Market Analysis: Fascinating Massachusetts Colonials series ripe for specialists
- Published: Feb 24, 2020, 3 PM
Many collectors are drawn to Colonial American coins because of their handmade nature, and the Robert M. Martin Collection of silver coins of the Massachusetts Bay Colony showed the rich diversity of this area. The first lot offered from this collection at the Stack’s Bowers Galleries’ Nov. 15, 2019, auction in Baltimore, was a 1652 Oak Tree shilling that had been cut to a sixpence weight.
It was graded Extremely Fine 40 Details by the auctioneer, who noted saltwater surfaces, providing visual evidence of its recovery from the 1711 shipwreck of the HMS Feversham off the coast of Nova Scotia. These fractional cut pieces were used as small change by colonists in the late 17th and early 18th centuries.
Massachusetts shillings all carry the same date, though production continued for decades.

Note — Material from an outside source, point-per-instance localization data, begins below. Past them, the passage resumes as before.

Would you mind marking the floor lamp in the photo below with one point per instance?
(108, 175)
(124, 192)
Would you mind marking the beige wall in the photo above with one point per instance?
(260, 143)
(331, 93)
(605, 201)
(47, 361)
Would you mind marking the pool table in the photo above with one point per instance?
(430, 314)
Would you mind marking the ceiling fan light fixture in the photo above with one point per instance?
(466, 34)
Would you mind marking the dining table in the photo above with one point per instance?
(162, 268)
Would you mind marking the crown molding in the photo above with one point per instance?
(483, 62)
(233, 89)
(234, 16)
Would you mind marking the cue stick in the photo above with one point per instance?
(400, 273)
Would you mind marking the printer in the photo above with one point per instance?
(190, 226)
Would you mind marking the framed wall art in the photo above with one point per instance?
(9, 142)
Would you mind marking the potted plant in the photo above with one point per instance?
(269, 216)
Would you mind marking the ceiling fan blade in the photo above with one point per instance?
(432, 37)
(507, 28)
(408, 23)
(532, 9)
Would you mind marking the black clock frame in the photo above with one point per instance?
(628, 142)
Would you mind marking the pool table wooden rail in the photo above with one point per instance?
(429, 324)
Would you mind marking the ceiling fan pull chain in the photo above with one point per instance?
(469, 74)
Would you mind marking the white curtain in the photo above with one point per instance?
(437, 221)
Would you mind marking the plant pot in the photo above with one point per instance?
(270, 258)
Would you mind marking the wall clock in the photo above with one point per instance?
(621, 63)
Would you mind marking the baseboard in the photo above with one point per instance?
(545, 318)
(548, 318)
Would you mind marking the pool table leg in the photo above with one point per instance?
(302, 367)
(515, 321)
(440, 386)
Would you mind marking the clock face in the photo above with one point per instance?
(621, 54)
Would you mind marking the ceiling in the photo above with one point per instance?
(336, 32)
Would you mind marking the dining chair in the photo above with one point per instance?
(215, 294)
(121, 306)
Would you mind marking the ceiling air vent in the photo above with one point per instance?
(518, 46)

The coin also represents a rare die variety — Noe 2 as listed in The Silver Coinage of Massachusetts by Sydney Philip Noe, which is easy to discern because of its medal-turn alignment rather than the typical coin-turn alignment and punctuation between NEW on the reverse, though that identifying trait is not on this remaining portion. The historical coin sold for $4,080.